I especially recommend this Econtalk discussion of scientific resistance to revision and here and here are the Guardian and the NY Times articles that tell more of the Schatz story. Finally, my original econlife post on Dr. Waksman and the one on the people who challenged Saez and Picketty.
It is so tempting to assume that we get the best results when we tell people what to do. If we want to use less oil, then pass laws that encourage us to invent better batteries. Yes?
Using Selman Waksman as an example, retired Harvard professor David S. Landes, would probably answer, “No.” Waksman’s story starts in 1910, when, as a 22 year old Russian immigrant, he arrives in Philadelphia. The tale reaches its climax when he receives the 1952 Nobel Prize in Chemistry and Medicine for developing streptomycin. Waksman’s talents flourished in the United States because of the education he accessed, the mentors who supported him, and the businesses and federal government who gave him research money.
Summarized by Landes, Waksman was successful because of 1) “Contact and exchange” which resulted from “multiple points of intellectual entry” where ideas are nurtured, developed, and shared 2) Individual ambition, drive, and intelligence 3) Luck 4) An ongoing stream of new tools and technology. The result is technological progress, a key ingredient of economic growth.
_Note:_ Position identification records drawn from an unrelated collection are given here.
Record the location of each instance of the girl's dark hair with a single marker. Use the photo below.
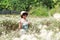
(24, 14)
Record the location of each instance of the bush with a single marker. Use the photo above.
(39, 11)
(54, 10)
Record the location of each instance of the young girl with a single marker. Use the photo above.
(24, 24)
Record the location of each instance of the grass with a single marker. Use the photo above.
(46, 28)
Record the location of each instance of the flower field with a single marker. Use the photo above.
(45, 28)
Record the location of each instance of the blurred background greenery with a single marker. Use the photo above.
(35, 7)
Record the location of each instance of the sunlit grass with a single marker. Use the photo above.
(40, 29)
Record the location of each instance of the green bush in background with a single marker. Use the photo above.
(39, 11)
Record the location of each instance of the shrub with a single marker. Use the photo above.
(39, 11)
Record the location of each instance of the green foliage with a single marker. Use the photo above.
(39, 11)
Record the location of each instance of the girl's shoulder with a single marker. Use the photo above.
(21, 20)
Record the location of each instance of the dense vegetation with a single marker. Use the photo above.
(35, 7)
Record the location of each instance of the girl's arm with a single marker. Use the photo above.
(20, 25)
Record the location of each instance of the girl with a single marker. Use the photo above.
(23, 24)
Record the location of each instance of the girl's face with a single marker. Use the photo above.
(24, 16)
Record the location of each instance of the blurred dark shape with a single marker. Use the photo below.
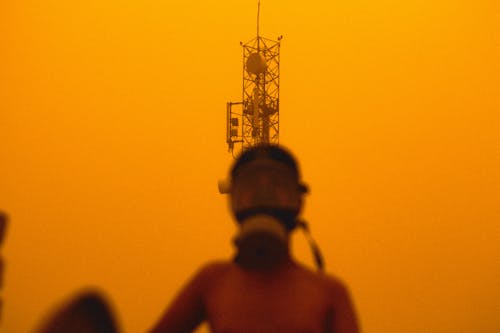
(88, 312)
(3, 226)
(3, 229)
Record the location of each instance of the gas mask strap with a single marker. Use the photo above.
(318, 258)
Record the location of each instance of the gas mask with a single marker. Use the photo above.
(266, 198)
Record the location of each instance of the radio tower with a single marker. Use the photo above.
(257, 118)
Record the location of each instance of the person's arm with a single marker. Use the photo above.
(187, 310)
(344, 315)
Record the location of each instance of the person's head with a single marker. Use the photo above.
(266, 179)
(265, 197)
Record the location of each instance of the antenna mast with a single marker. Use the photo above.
(258, 120)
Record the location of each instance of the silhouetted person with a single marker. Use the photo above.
(263, 289)
(88, 312)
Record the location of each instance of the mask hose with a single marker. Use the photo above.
(318, 257)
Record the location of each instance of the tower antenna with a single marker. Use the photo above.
(255, 119)
(258, 16)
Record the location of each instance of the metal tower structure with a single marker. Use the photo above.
(256, 119)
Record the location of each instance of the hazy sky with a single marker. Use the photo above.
(112, 140)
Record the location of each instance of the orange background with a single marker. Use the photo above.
(112, 139)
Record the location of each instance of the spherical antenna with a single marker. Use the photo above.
(256, 63)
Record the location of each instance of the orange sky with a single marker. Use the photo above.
(112, 139)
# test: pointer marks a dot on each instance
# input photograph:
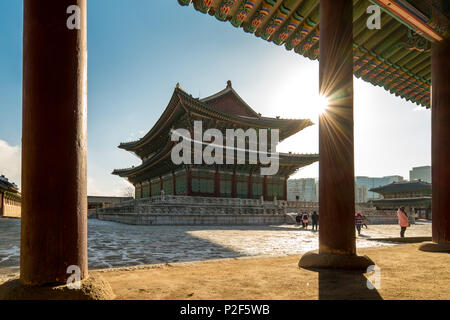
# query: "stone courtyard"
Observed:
(115, 245)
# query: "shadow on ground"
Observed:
(345, 285)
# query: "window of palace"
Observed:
(257, 187)
(145, 190)
(203, 182)
(181, 183)
(156, 187)
(226, 184)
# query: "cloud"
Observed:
(10, 159)
(112, 186)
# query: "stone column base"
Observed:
(435, 247)
(313, 260)
(92, 288)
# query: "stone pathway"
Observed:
(114, 245)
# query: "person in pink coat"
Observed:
(402, 221)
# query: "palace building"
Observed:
(415, 196)
(158, 174)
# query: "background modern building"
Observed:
(420, 173)
(307, 189)
(415, 196)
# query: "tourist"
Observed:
(305, 219)
(364, 221)
(315, 220)
(402, 221)
(298, 219)
(359, 222)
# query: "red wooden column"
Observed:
(285, 188)
(2, 204)
(149, 188)
(174, 179)
(188, 182)
(337, 243)
(440, 145)
(217, 184)
(265, 188)
(250, 186)
(234, 185)
(336, 171)
(54, 206)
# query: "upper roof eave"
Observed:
(179, 95)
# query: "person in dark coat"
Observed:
(315, 220)
(359, 222)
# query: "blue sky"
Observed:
(139, 50)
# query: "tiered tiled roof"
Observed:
(396, 57)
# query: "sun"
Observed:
(321, 104)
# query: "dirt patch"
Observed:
(405, 273)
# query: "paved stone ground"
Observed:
(114, 245)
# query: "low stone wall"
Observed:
(11, 208)
(194, 219)
(184, 210)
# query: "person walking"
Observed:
(359, 222)
(298, 218)
(305, 219)
(364, 221)
(402, 221)
(315, 220)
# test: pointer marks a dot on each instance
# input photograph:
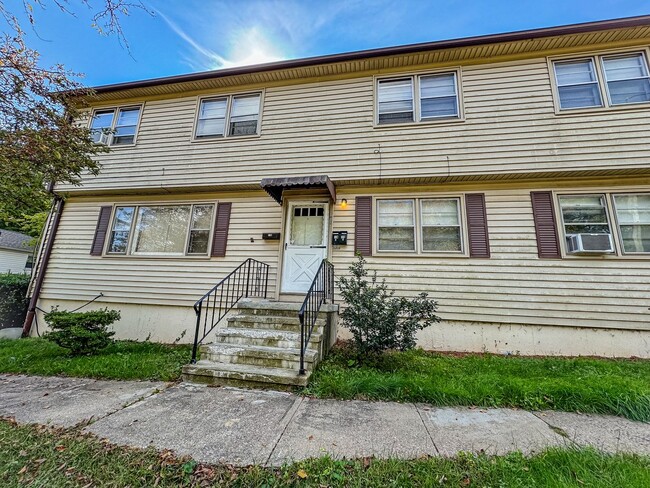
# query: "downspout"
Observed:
(42, 268)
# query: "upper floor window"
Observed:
(234, 115)
(627, 79)
(417, 98)
(599, 81)
(115, 126)
(577, 84)
(161, 230)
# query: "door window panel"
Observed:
(307, 226)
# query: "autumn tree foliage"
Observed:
(42, 141)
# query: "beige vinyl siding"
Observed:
(510, 127)
(513, 286)
(12, 261)
(73, 274)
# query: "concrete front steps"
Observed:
(259, 345)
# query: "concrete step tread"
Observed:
(270, 319)
(258, 351)
(246, 303)
(282, 335)
(245, 372)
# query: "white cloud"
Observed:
(227, 34)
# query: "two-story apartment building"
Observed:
(506, 175)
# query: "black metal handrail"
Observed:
(249, 279)
(320, 291)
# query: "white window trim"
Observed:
(600, 75)
(461, 226)
(415, 88)
(602, 59)
(415, 226)
(419, 251)
(619, 235)
(116, 109)
(185, 255)
(229, 98)
(606, 205)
All of this takes me to a recent NY Times article about “idea incubators” and the convergence of academia, private business and (sometimes) government. With a program at M.I.T. as the article’s focus, an “entity” is described through which academic researchers can access business funding for their work at the idea stage. Fostering the potential of ideas, the concept is innovative because most seed money has been available at the development stage, after a good or service has materialized.
The Economic Lesson
Illustrating our economic growth, graphs with the bowed out lines called production possibilities frontiers will move to the right when we optimize opportunities for innovation. Economic growth is the best way to solve our current fiscal and financial problems.
I recommend Dr. Landes’s book, The Wealth and Poverty of Nations: Why Are Some Nations Rich and Others So Poor?